O
arrogante, o iludido operador do direito e o Juiz desenvolvimentista...
E o meio ambiente...a proteção da vida em todas
as formas...Como ficam? Ainda um ponto de vista a favor da polêmica
taxa do lixo.
“...os menos ricos unem-se na defesa dos mais
ricos no que se refere à propriedade para que, por
sua vez, estes se unam na defesa da propriedade daqueles.

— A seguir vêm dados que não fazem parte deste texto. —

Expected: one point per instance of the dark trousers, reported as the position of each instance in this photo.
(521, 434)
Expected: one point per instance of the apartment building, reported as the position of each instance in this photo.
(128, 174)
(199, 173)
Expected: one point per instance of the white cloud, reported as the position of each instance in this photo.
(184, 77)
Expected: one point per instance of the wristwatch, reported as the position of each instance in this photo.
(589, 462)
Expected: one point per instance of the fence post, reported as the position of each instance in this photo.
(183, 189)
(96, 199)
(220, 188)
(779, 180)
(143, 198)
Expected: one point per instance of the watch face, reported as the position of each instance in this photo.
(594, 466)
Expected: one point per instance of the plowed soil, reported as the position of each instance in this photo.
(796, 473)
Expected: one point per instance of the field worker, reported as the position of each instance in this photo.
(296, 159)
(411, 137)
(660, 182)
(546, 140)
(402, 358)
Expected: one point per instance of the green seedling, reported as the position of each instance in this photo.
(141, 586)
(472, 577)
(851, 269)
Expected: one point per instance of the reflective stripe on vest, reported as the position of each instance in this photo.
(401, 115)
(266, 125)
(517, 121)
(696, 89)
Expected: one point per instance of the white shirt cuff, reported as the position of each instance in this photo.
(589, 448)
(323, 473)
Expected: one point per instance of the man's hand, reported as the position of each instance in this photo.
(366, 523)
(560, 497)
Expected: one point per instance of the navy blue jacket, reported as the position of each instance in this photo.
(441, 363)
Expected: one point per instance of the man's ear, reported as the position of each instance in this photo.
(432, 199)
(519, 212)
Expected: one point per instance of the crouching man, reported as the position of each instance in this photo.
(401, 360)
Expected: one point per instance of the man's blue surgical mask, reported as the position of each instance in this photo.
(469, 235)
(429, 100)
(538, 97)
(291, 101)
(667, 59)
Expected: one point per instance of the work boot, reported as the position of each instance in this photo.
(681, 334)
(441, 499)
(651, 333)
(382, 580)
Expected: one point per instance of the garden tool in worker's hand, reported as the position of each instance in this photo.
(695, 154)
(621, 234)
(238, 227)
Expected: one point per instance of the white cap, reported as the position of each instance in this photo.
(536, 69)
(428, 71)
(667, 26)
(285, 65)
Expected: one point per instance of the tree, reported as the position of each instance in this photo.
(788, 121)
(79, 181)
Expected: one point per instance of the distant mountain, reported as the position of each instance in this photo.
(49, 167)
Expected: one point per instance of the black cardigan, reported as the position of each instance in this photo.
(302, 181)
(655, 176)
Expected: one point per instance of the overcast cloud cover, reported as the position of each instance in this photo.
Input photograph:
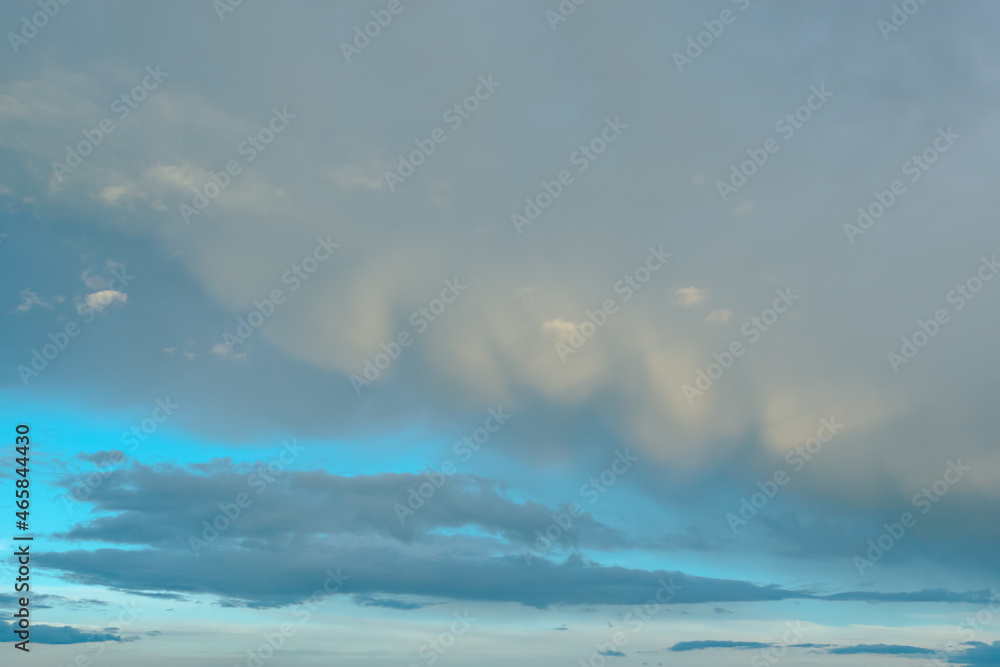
(397, 333)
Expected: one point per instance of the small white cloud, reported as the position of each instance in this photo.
(93, 282)
(225, 351)
(30, 300)
(113, 193)
(526, 294)
(719, 315)
(100, 300)
(690, 296)
(561, 328)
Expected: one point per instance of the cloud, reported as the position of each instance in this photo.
(690, 296)
(980, 655)
(56, 634)
(100, 300)
(30, 299)
(388, 603)
(225, 351)
(719, 315)
(880, 649)
(706, 644)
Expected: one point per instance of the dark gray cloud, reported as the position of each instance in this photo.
(979, 655)
(388, 603)
(880, 649)
(57, 634)
(704, 644)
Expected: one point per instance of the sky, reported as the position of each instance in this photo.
(516, 333)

(...) O governo civil, na medida em que é instituído
com vista à segurança da propriedade, é,
na realidade, instituído com vista à defesa
dos ricos em prejuízo dos pobres, ou daqueles que
possuem alguma propriedade em detrimento daqueles que nada
possuem”
Adam Smith (1)
Sabemos todos nós, e não é de hoje,
que o poder é arrogante.
Arrogante porque sabe, conscientemente, que sua assunção
ao poder só se deu por obra e graça da união
de poucos homens (a minoria), contra outros tantos (a maioria),
com o uso da força nos primórdios, substituída,
hoje em dia, pelo poder econômico e, ressalte-se, em
qualquer democracia do ocidente.
Não por outra razão Thomas Hobbes afirmava
“que o estado da natureza é o modo de ser
que caracterizaria o homem antes de seu ingresso no estado
social. No estado de natureza a utilidade é a medida
do direito. Isso significa que, levado por suas paixões,
o homem precisa conquistar o bem, ou seja, as comodidades
da vida, aquilo que resulta em prazer. O altruísmo
não seria, portanto, natural. Natural seria o egoísmo,
inclinação geral do gênero humano, constituído
por um perpétuo e irrequieto desejo de poder e mais
poder que só termina com a morte” [sic].(2)
Já sabemos, portanto, que o poder é arrogante
e que o homem de altruísta nada tem, ao contrário,
é egoísta e fará de tudo para conquistar
as comodidades da vida, pouco se importando com as necessidades
dos outros homens.
Assim fazem aqueles que detém o poder municipal, o
estadual ou o federal.
Todos eles, sem exceção, se não tiverem
maioria em seus parlamentos utilizarão do fisiologismo
para obtê-la e, só conseguem, porque encontrarão
outros homens em busca dos prazeres da vida.
Com esta maioria, permite-se aprovar o que quiserem. Da
lei mais justa à mais absurda e inconstitucional. São
o que Lassale chamava de fatores reais de poder e que influenciam
a edição de uma Constituição.(3)
Foi assim que ocorreu a aprovação da Lei n.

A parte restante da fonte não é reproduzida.